We agree with the Family Court's determination granting the petitioner's application for the temporary removal of the child Riley P. from the custody of the father and to place Riley P. in the custody of the petitioner pursuant to Family Court Act § 1027.  “[O]nce a child protective petition has been filed, Family Court Act § 1027(a)(iii) authorizes the court to conduct a hearing to determine whether the child's interests require protection, including whether the child should be removed from his or her parent” (Matter of Elizabeth C. [Omar C.], 156 AD3d 193, 204 [internal quotation marks omitted] ).  Following such a hearing, temporary removal is authorized only where the court finds it necessary “to avoid imminent risk to the child's life or health” (Nicholson v. Scoppetta, 3 NY3d 357, 376;  see Family Ct Act § 1027[b][i] ).  In determining a temporary removal application, “[the] court must weigh, in the factual setting before it, whether the imminent risk to the child can be mitigated by reasonable efforts to avoid removal,” and it must “balance that risk against the harm removal might bring, and ․ determine ․ which course is in the child's best interests” (Nicholson v. Scoppetta, 3 NY3d at 378;  see Matter of Jorge T. [Christine S.], 157 AD3d 800, 800–801).  Since the Family Court has the advantage of viewing the witnesses and assessing their character and credibility, its determination in this regard should not be disturbed unless it lacks a sound and substantial basis in the record (see Matter of Jorge T. [Christine S.], 157 AD3d at 801;  Matter of David Edward D., 35 AD3d 856;  Matter of Jennifer R., 29 AD3d 1003, 1004).
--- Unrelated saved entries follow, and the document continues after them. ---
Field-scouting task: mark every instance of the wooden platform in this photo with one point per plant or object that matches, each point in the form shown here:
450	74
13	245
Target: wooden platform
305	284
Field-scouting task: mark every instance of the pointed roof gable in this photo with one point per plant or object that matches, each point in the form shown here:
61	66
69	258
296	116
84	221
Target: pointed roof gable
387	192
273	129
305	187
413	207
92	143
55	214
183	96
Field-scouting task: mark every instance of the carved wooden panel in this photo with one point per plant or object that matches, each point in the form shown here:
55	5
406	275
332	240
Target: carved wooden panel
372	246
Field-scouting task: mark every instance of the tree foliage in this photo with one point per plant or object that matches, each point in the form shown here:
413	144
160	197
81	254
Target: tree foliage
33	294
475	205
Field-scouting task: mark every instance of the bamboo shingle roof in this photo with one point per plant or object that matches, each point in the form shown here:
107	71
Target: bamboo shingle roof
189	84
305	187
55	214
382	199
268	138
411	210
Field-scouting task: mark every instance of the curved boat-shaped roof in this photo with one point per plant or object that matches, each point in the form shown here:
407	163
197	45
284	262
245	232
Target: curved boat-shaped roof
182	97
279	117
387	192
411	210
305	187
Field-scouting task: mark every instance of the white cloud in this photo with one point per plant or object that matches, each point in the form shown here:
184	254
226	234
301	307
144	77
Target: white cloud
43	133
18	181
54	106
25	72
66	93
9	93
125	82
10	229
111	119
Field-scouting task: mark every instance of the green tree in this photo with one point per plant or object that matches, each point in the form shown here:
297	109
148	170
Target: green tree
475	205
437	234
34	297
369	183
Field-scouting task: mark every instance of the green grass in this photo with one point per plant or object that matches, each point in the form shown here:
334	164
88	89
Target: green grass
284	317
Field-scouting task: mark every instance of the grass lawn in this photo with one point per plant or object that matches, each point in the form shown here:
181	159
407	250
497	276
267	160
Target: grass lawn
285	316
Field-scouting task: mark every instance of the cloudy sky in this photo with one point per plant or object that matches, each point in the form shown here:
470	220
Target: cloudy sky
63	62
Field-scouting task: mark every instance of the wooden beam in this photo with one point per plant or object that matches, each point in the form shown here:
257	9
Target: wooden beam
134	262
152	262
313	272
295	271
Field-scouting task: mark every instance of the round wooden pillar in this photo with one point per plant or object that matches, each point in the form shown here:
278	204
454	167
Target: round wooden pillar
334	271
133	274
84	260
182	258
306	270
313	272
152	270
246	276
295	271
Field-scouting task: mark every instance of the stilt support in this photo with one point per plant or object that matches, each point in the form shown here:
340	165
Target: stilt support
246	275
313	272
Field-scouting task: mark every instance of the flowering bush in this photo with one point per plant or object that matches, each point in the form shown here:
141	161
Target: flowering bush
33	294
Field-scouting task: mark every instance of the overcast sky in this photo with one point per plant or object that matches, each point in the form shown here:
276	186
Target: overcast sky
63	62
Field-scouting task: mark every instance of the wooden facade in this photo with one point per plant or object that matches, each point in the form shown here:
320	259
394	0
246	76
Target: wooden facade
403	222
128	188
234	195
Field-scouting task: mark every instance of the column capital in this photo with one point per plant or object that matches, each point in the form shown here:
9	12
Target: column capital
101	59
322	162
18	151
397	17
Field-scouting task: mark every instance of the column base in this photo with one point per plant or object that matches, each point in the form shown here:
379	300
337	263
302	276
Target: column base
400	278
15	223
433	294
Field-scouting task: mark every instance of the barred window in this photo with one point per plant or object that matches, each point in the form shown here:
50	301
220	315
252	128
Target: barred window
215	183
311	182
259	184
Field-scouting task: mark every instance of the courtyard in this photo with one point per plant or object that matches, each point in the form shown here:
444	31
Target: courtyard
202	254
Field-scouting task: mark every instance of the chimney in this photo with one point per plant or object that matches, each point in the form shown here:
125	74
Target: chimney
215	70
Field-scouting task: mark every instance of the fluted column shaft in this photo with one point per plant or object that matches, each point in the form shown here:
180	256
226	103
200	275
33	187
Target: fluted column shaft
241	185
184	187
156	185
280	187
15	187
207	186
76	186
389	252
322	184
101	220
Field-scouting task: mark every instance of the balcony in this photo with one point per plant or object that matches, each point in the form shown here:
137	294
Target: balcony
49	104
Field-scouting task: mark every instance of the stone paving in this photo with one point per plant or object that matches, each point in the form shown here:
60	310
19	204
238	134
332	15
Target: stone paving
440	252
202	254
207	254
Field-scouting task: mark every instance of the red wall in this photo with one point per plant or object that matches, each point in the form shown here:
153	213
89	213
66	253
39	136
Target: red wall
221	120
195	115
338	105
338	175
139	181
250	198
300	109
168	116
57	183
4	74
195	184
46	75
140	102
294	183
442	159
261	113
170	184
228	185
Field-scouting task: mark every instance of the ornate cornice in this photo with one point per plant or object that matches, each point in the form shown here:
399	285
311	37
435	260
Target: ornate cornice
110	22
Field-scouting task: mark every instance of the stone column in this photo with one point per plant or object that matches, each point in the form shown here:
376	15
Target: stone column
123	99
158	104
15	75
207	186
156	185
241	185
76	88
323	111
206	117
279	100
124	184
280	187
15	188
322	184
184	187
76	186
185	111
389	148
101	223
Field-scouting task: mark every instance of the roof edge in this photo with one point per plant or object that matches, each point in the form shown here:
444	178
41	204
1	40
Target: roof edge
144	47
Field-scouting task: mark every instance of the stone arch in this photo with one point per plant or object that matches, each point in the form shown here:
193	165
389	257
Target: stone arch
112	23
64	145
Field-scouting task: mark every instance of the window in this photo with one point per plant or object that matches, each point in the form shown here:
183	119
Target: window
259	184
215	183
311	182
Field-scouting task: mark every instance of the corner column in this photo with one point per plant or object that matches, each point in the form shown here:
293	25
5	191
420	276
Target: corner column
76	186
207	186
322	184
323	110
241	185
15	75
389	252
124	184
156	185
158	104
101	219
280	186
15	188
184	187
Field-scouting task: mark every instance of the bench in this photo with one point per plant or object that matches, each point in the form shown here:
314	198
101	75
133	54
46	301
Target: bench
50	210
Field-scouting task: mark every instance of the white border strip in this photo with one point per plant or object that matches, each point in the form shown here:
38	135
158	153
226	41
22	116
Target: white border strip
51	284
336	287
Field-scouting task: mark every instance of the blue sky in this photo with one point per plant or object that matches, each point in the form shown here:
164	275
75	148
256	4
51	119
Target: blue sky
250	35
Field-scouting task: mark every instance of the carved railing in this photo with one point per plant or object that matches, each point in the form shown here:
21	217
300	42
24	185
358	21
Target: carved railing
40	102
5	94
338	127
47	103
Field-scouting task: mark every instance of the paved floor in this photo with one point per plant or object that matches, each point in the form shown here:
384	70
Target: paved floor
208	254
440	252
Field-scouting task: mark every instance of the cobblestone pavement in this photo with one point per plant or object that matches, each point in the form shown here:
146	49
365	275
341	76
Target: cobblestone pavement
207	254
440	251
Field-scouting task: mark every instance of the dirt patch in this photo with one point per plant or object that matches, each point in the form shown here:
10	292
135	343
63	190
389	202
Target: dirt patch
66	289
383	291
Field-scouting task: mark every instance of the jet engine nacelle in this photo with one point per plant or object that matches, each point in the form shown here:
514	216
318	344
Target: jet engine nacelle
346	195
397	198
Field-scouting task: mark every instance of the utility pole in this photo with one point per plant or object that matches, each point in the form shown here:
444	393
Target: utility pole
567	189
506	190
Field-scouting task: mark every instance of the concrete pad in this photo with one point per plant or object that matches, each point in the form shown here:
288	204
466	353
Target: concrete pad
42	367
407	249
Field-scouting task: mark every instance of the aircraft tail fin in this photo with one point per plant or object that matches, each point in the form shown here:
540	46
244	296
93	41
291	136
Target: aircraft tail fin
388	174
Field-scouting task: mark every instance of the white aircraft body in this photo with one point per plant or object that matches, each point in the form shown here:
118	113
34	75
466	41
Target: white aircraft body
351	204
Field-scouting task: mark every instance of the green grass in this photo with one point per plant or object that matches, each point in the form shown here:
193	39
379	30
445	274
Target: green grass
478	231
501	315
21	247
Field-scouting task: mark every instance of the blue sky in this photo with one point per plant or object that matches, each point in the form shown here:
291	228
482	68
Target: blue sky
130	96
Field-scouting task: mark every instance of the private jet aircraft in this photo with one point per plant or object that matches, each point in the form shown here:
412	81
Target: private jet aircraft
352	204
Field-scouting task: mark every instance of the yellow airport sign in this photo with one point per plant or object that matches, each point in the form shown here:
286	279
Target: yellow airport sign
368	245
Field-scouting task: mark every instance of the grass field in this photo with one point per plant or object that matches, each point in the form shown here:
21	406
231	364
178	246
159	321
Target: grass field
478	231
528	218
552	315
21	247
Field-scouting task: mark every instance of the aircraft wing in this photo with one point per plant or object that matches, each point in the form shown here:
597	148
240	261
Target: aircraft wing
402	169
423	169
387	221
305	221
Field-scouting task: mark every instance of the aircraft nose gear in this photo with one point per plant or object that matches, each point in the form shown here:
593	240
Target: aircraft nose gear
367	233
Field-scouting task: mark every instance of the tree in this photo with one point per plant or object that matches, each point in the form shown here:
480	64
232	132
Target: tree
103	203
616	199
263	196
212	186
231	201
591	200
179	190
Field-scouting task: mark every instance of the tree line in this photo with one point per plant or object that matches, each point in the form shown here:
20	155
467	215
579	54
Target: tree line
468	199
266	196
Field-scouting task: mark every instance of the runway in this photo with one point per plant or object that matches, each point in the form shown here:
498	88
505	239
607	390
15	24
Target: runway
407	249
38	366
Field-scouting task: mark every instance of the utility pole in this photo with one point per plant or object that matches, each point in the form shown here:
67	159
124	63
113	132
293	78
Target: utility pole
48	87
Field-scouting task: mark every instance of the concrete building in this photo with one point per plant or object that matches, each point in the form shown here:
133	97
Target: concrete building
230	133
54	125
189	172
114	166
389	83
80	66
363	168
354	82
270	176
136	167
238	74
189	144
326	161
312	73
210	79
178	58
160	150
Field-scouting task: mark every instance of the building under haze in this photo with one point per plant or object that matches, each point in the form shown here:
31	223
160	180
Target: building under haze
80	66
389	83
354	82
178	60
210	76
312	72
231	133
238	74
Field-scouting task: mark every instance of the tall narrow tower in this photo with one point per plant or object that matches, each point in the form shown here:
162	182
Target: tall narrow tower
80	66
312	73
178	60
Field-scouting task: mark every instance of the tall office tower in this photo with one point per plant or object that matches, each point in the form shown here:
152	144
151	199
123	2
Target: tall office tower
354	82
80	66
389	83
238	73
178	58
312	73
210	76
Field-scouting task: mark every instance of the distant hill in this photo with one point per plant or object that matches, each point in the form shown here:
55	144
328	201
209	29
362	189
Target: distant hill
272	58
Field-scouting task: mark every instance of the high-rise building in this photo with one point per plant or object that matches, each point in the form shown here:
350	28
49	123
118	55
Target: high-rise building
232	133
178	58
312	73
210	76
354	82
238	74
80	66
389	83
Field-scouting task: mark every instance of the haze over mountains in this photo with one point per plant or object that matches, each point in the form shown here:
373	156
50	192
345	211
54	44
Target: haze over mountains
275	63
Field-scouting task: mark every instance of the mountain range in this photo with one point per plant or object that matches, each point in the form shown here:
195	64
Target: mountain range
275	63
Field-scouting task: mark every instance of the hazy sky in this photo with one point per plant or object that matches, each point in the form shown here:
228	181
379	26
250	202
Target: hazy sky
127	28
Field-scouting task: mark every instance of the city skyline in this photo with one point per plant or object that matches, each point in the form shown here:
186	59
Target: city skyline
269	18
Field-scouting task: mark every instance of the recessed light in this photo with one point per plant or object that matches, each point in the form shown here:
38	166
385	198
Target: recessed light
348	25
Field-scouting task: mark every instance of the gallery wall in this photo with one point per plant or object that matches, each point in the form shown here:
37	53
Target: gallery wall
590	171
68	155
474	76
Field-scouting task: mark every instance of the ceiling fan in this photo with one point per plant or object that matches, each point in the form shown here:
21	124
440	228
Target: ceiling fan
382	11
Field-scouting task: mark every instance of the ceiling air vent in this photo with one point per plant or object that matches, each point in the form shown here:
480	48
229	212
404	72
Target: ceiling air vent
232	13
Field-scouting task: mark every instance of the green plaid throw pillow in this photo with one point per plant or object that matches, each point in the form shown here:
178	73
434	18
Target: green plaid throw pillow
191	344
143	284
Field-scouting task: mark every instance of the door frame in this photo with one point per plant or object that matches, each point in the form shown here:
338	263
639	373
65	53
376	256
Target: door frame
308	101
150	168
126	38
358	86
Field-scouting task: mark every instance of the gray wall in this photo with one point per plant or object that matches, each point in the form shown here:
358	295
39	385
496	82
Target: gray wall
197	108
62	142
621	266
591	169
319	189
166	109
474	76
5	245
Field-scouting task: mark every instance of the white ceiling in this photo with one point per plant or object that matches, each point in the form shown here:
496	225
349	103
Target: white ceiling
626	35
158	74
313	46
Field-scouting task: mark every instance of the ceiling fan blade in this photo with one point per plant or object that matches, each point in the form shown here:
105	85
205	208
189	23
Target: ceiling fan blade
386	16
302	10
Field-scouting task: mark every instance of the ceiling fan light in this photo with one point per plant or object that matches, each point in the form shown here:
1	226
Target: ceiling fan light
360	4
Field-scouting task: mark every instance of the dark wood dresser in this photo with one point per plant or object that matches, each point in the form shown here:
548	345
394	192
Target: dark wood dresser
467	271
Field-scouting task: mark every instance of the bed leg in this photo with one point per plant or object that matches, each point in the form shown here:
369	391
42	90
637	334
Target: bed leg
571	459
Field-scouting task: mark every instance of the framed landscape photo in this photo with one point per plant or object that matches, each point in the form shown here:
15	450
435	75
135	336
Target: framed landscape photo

Here, there is a sound and substantial basis in the record supporting the finding of the Family Court that the child Riley P. would be subject to imminent risk if she were to remain in the father's care, and that the risk could not be mitigated by actions other than removal (see Matter of Luna V. [Natasha V.], 163 AD3d 689;  Matter of Sara A. [Ashik A.], 141 AD3d 646;  see also Matter of Grace F. [Nicole F.], 144 AD3d 680).

The father's appeal from so much of the order dated April 11, 2018, as conditioned the return of the two older children to his custody upon his submission to drug testing has been superseded by a subsequent order of the Family Court dated July 30, 2018, which, upon the father's consent, contained a similar condition.  Accordingly, the appeal from that portion of the order dated April 11, 2018, must be dismissed as academic (see Matter of Hannah T.R. [Soya R.], 156 AD3d 886;  Matter of Serena H. [Melanie F.], 141 AD3d 522).

The father's contention regarding a purported restriction on his right to communicate with his attorney is not properly before this Court, as the father did not object to that restriction at the hearing (see generally People v. Umali, 10 NY3d 417, 423–424).  We decline to review this contention in the exercise of our interest of justice jurisdiction (see generally id.).

LEVENTHAL, J.P., HINDS–RADIX, BARROS and CONNOLLY, JJ., concur.